Beyond their technical value, AI Gateways provide strategic capabilities that are directly relevant to board-level priorities.

  • Faster technological innovation

To bring AI applications to market faster, teams need the freedom to experiment, iterate, and make decentralized decisions. At the same time, enterprises must ensure that this innovation aligns with organizational policies and risk tolerance. An AI Gateway enables this balance by allowing teams to deploy and operate AI systems independently, while maintaining centralized oversight of how those systems access models, data, and tools. We think about this as federated execution with centralized control. 

  • Enforceable compliance guardrails

AI systems increasingly handle personal data, financial information, and customer interactions. Without enforced controls, this creates direct exposure to privacy violations, regulatory penalties, and legal claims. An AI Gateway enforces data access rules, privacy protections, and usage policies at runtime, reducing the risk that AI systems operate outside approved regulatory or legal boundaries.

  • Financial controls and transparency

AI usage can grow faster than forecasted, leading to unexpected increases in cloud and model costs. An AI Gateway provides consolidated visibility into AI usage across teams and enforces limits that prevent unplanned or abusive consumption. This allows boards to maintain predictable budgets and assess whether AI spending is aligned with approved investment plans.

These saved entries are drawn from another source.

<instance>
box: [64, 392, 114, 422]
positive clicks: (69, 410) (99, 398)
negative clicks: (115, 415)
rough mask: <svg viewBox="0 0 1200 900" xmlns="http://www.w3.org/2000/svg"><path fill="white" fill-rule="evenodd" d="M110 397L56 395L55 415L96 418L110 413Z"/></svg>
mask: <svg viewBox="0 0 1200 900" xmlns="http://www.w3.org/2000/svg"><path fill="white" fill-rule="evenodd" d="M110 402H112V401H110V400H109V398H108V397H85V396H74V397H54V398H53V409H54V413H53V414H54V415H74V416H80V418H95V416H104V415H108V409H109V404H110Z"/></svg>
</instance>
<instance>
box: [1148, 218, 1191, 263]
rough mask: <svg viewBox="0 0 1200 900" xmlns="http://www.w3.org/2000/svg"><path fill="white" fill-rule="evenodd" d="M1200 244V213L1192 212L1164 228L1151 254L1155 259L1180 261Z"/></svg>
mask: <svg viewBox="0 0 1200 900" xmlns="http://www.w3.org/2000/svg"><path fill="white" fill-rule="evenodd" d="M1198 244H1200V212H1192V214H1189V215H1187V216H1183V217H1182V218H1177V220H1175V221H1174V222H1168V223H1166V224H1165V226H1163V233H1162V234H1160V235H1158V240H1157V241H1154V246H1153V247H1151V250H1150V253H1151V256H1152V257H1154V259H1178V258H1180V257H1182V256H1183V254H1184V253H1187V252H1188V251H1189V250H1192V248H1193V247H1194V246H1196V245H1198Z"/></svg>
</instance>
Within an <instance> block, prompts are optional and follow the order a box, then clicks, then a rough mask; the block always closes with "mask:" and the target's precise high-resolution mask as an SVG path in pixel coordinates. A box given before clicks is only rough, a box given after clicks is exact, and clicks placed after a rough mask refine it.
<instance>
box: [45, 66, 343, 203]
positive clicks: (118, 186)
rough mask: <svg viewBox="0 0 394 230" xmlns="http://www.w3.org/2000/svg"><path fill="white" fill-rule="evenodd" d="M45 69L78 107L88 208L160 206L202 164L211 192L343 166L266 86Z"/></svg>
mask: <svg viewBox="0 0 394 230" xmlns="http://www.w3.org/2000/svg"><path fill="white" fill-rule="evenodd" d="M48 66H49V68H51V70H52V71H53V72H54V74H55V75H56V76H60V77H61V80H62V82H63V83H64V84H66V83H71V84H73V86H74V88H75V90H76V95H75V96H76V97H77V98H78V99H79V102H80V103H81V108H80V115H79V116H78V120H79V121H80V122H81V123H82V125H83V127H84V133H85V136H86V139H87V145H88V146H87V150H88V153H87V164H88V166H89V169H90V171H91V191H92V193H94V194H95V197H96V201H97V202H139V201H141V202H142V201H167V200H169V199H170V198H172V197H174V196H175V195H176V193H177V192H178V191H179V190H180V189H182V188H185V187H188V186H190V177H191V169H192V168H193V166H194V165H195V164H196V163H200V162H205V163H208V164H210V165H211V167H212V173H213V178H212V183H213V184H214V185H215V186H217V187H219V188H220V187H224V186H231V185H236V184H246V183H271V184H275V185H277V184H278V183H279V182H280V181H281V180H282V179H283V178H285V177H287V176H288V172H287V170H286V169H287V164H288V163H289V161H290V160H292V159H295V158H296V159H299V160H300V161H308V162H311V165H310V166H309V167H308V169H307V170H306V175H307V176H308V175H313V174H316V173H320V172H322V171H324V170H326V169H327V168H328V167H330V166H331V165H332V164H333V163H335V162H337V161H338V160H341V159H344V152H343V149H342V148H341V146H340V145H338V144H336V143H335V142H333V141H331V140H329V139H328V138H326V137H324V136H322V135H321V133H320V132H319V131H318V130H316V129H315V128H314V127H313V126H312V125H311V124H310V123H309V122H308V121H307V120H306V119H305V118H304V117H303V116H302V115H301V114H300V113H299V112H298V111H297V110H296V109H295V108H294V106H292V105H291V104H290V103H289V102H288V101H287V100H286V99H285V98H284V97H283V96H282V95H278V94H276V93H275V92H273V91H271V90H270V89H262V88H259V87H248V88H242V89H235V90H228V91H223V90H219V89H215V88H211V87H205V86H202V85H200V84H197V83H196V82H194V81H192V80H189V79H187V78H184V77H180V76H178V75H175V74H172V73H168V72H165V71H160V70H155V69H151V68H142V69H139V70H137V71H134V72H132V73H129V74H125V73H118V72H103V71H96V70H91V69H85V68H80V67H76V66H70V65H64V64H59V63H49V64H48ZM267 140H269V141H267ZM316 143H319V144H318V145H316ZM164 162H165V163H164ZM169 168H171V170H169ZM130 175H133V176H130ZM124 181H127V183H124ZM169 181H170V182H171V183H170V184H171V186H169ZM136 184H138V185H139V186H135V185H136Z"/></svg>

  • Establishes auditable trails

When issues arise, such as customer complaints, regulatory inquiries, or internal reviews, boards must be able to reconstruct what happened. An AI Gateway maintains a centralized record of AI activity, including who initiated requests, which systems were involved, and what actions were taken. This traceability supports audits, investigations, and clear accountability at the leadership level.

  • Prevents vendor lock-ins

A centralized AI Gateway gives leadership leverage by reducing dependency on any single model provider or platform. By separating AI applications from underlying vendors, the organization avoids long-term lock-in and preserves the ability to shift providers as pricing, performance, regulatory requirements, or geopolitical considerations change. For boards, this flexibility is strategic: it lowers concentration risk, strengthens negotiating position with vendors, and ensures the company can adapt its AI strategy without costly rewrites or operational disruption.

Preparing Boards for the Next Phase of Enterprise AI

AI is moving from isolated use cases into the core of how enterprises operate, compete, and serve customers. As that shift accelerates, governance can no longer be treated as an afterthought or delegated solely to engineering teams. 

As a centralized control plane, the AI gateway gives enterprises a practical way to align innovation with accountability, providing visibility into how AI is used, enforcing guardrails at runtime, and maintaining control as systems become more autonomous and customer-facing.

Organizations that approach AI governance proactively will be better positioned to scale AI with confidence, manage risk, and tie investment to measurable outcomes. Those that delay will find themselves reacting to cost overruns, compliance issues, or loss of trust, often after damage has already been done.

As AI transformation becomes a standing item on board agendas in the years ahead, the decisions made today about foundational infrastructure will shape how effectively organizations can innovate tomorrow.